We all notice when there’s a gorgeous blazing sunset, but every day Earth is like an outdoor gallery full of installation art pieces.
Stepping out of the car this week, I noticed a brilliant rose-coloured leaf in a small pile that the wind had blown into a corner of my driveway’s retaining wall. Even though it was a cold, rainy day, I had to pause for a closer look.
There, set against the charcoal-grey asphalt background was a freeform sculpture. Two red-pink pointed ovals from a neighbour’s bush lay among buttercup-yellow heart shapes and curled rusty maple leaves. The intensity of rose and yellow contrasted deliciously with the darker shades of maple.
My eyes widened as they focussed on a surprise in the background. The biggest leaf, about three inches long and surf-board-shaped, was a luscious brown; it looked like leather, flat and smooth without a hint of withering. I stood up and looked around to see what tree held such leaves. No use. They must have flown some distance, a wild ride on the gusty day.
Some small ginko leaves added to the beauty, their summer green now fading to ecru. Ginko leaves are shaped like perfect fans, complete with stem handles.

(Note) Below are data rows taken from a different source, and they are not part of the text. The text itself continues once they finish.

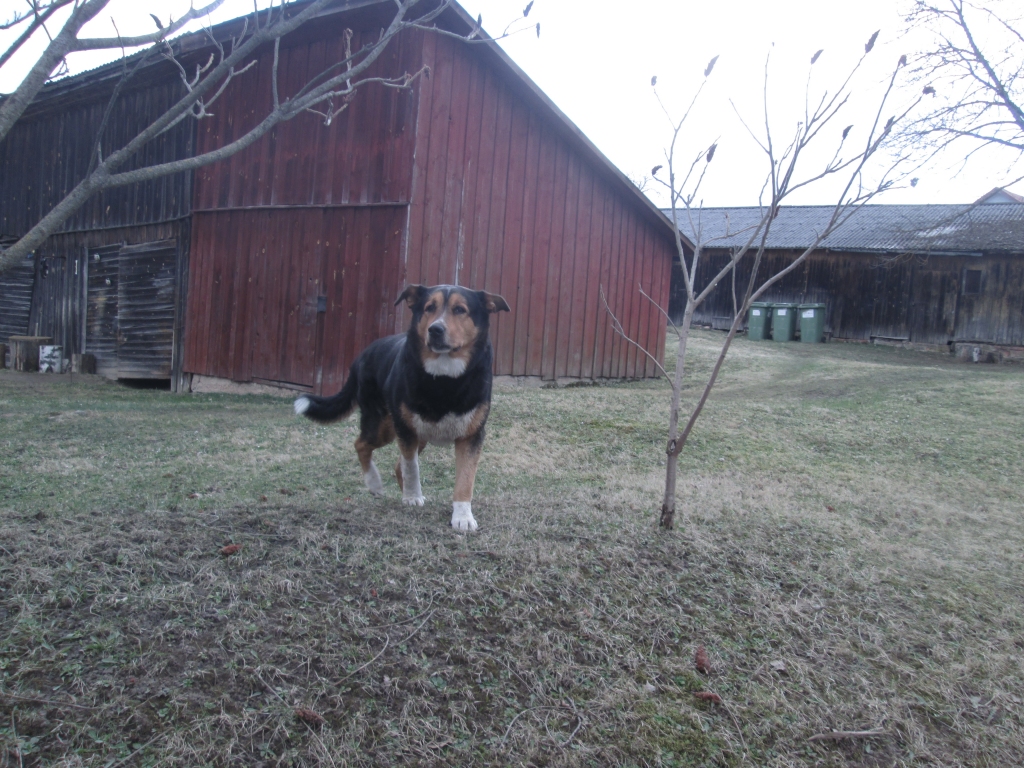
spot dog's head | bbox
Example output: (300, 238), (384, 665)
(395, 286), (511, 376)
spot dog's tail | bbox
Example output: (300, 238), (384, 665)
(295, 371), (359, 424)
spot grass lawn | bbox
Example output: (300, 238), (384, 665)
(0, 331), (1024, 768)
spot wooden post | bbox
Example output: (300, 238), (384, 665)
(10, 336), (53, 372)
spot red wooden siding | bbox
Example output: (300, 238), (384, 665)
(184, 206), (406, 392)
(195, 30), (419, 210)
(184, 20), (672, 392)
(406, 35), (673, 379)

The Artist who composed this installation is so prolific and wealthy that I’m sure She won’t mind; I scooped up two hand-fulls of the leaf sculpture, carried as much of it inside as I could, and re-installed it haphazardly on my kitchen window sill.

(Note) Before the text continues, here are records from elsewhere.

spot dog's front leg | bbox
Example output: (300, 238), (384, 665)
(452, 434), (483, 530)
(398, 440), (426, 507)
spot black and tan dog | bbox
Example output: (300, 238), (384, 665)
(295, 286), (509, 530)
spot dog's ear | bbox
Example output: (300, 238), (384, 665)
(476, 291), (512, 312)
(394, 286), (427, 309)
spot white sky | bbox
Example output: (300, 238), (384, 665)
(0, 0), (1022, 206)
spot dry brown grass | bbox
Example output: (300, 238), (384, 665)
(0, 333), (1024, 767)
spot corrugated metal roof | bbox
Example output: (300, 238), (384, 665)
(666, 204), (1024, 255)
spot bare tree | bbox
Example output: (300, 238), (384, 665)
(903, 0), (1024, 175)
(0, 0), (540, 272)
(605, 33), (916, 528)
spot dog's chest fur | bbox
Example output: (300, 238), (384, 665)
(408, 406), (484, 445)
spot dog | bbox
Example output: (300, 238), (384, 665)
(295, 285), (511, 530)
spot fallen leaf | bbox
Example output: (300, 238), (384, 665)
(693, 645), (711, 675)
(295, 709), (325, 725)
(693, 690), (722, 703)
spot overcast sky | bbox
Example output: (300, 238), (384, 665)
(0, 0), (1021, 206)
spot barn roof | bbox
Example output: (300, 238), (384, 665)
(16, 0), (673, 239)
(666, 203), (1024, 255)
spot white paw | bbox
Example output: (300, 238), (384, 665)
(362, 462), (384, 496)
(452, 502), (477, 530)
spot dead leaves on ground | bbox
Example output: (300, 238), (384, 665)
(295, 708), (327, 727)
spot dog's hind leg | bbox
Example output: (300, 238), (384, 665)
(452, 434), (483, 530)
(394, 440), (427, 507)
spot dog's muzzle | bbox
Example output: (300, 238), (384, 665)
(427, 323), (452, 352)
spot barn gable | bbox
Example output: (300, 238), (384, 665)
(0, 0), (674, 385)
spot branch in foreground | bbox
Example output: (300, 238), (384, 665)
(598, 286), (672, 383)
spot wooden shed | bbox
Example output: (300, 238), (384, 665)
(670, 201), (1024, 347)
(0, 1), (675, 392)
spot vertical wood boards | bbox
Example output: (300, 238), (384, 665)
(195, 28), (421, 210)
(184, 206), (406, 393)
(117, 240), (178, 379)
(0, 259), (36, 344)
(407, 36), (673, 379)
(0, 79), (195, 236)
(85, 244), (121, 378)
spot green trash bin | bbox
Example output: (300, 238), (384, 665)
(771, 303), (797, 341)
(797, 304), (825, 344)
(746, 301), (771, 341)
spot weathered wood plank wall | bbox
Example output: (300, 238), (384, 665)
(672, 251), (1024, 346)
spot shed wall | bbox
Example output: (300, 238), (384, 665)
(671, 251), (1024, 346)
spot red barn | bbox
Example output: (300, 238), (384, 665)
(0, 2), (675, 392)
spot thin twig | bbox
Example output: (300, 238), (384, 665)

Sunny yellow, burnt orange, chocolate brown and brilliant rose; are these the colours of death?
I’ve two funerals to attend this week.
Both are for men who were not elderly and who, before cancer appeared, filled their lives with adventures, with laughter and with family love. One was an engineer and stand-up comic, the other an accountant who dressed as a clown for the Santa Claus parade. It hurts to imagine the pain left for one man’s 12 year old daughter and the other’s five little grandchildren... his aging mother… his widow.
Surely the Creator who designed joyful colours to be revealed in Fall’s dying leaves meant them as a metaphor. Even in the face of death there is hope. The clues are everywhere that death is not the end. This is, however, a truth easy in the saying; in practice, bitterly hard can be the wait for spring.